村上春樹のPRODUCT OUT

僕は村上さんの作品名が好きだ。
「ノルウェイの森」「ダンスダンスダンス」「羊をめぐる冒険」 「世界の終わりとハードボイルドワンダーランド」「ねじまき鳥クロニエル」 何だろう?このタイトルは?中身を読む前に心にフックがかかる。

村上さんは小説を書くときにはまずは「物語性」ではなく「タイトル」を探す。この時点では自身もどのような小説になるのかわからいない。タイトルが村上さんの小説の入り口でこれから起こる事のイメージの源なのだ。最初のイメージが作品を作り出す。
進め方がダイソンやアップルと似ている。

特に村上さんの描く「井戸」に僕は何度も篭った。まるで自分が暗い井戸の底で、背中を石垣にもたらせて足を伸ばしている感覚に陥る。そして井戸の壁をすり抜けて別の世界に行く感覚を味わうのだ。この時には「時間」が半透明のオブラードに包まれているように感じる。物語と「同期化」している。僕は自分を失った。

村上さんは作品を書く時には自分が見たことを描いているという。自分自身で深い心の中に入り込んで地上にはいない「ジョニーウオーカー」や「ヤミクロ」「羊男」と出会い会話をして行動して作品を描いている。

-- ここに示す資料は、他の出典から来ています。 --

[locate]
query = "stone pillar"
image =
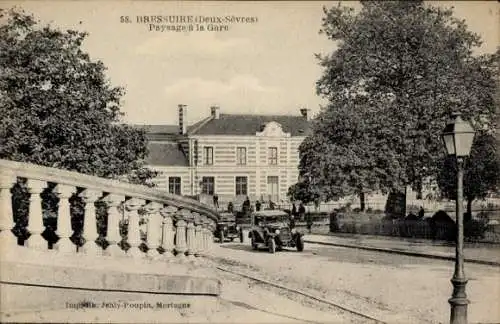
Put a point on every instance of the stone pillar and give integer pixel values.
(134, 236)
(7, 239)
(204, 239)
(90, 222)
(35, 220)
(190, 237)
(154, 228)
(168, 234)
(180, 234)
(64, 228)
(113, 229)
(210, 245)
(198, 223)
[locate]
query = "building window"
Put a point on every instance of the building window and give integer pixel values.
(241, 155)
(207, 185)
(241, 186)
(208, 155)
(272, 154)
(174, 185)
(273, 188)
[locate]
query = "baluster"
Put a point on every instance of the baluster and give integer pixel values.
(168, 231)
(190, 237)
(206, 233)
(113, 229)
(90, 222)
(134, 237)
(198, 235)
(35, 218)
(210, 246)
(154, 228)
(180, 235)
(64, 228)
(7, 238)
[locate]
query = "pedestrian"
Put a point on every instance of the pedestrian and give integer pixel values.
(309, 222)
(294, 210)
(302, 211)
(245, 208)
(421, 213)
(292, 221)
(216, 201)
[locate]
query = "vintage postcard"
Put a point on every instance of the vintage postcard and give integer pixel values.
(249, 161)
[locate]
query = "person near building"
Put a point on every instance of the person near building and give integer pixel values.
(257, 205)
(294, 210)
(302, 211)
(216, 201)
(245, 208)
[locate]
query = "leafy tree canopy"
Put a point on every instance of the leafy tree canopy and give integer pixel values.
(482, 171)
(399, 69)
(57, 107)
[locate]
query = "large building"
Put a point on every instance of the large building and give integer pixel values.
(229, 155)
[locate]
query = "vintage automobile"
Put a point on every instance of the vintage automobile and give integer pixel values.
(271, 229)
(227, 228)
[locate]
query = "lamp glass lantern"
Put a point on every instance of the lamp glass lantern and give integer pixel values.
(458, 136)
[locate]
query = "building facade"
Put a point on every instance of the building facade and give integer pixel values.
(232, 156)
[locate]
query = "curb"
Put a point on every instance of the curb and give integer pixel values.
(403, 252)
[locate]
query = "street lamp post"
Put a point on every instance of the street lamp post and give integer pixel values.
(458, 136)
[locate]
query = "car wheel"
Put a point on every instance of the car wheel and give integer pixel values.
(300, 243)
(272, 245)
(254, 245)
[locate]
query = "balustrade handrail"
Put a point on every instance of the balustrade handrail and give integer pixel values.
(72, 178)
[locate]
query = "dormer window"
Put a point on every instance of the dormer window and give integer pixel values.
(272, 155)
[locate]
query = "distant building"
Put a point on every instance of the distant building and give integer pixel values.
(229, 155)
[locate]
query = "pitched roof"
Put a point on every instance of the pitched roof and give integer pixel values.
(158, 129)
(167, 153)
(233, 124)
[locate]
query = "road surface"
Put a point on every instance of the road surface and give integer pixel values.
(395, 288)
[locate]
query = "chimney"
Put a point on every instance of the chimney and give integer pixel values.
(305, 113)
(182, 119)
(215, 112)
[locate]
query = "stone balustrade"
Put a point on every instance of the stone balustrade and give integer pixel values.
(111, 211)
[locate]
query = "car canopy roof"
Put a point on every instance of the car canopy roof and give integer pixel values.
(227, 216)
(270, 213)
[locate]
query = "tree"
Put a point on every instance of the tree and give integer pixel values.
(303, 191)
(57, 107)
(399, 69)
(481, 174)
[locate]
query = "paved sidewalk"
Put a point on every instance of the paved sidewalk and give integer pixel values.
(474, 253)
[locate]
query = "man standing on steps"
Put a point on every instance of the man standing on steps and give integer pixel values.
(216, 201)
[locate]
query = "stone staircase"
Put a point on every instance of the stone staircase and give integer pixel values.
(162, 276)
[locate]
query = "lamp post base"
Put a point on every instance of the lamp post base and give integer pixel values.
(458, 302)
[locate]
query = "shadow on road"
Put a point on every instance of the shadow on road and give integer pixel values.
(247, 247)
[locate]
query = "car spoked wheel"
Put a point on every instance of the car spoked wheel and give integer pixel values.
(300, 243)
(272, 246)
(254, 245)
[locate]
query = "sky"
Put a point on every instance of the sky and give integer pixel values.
(265, 66)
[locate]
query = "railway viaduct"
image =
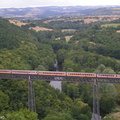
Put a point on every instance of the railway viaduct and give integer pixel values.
(31, 96)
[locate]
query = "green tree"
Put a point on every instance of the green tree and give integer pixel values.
(4, 99)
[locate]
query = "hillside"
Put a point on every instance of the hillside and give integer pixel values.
(91, 48)
(56, 11)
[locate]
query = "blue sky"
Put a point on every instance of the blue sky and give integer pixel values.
(38, 3)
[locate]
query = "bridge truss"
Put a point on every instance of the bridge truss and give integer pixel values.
(94, 81)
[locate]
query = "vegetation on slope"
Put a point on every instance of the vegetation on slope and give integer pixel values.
(91, 48)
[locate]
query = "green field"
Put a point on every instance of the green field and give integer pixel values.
(111, 25)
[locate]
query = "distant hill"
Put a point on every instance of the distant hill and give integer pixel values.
(59, 11)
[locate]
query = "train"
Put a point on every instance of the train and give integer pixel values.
(58, 73)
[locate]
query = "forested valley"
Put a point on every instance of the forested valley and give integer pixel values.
(77, 47)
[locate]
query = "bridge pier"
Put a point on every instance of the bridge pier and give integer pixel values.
(96, 108)
(31, 95)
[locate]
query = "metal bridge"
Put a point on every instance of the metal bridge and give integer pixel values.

地上に在るもしくは在るだろう物語は「MARKET IN」だと僕は思う。村上さんの場合は地下に潜って地上にないものを描くので「PRODUCT OUT」と思う。「PRODUCT OUT」は人々の深層心理に住んでいる「まだ見たことがない何か」を見て触って会話をして地上にない魅力を作るのだ。

「魅」は「鬼」+「未」で出来ている。
鬼が出てくるのかもしれない、ドキドキして確かめないと気が済まない。何だかわからないけど惹きつけられるのが「魅力」なのだ。

ブランドや商品に不可欠なのは「魅力」だ。

世界中に村上さんのファンがいる。
歴史 言葉 価値観 習慣 生活 全てが異なる国々に村上さんのファンがいるの何故だろうか?
ファンの年齢層が一定化しているのは何故だろうか?

それが「PRODUCT OUT」の強さだと思うのだ。
多分人の深層心理の心のカオスは人類共通ではないのかな?
だから世界中に村上さんのファンが存在するのだ。

その意味で僕としては今も「ノーベル文学賞」を期待している。

古典的な「文壇」の香りがしないところも好きだ。

STEVE JOBSに似ている。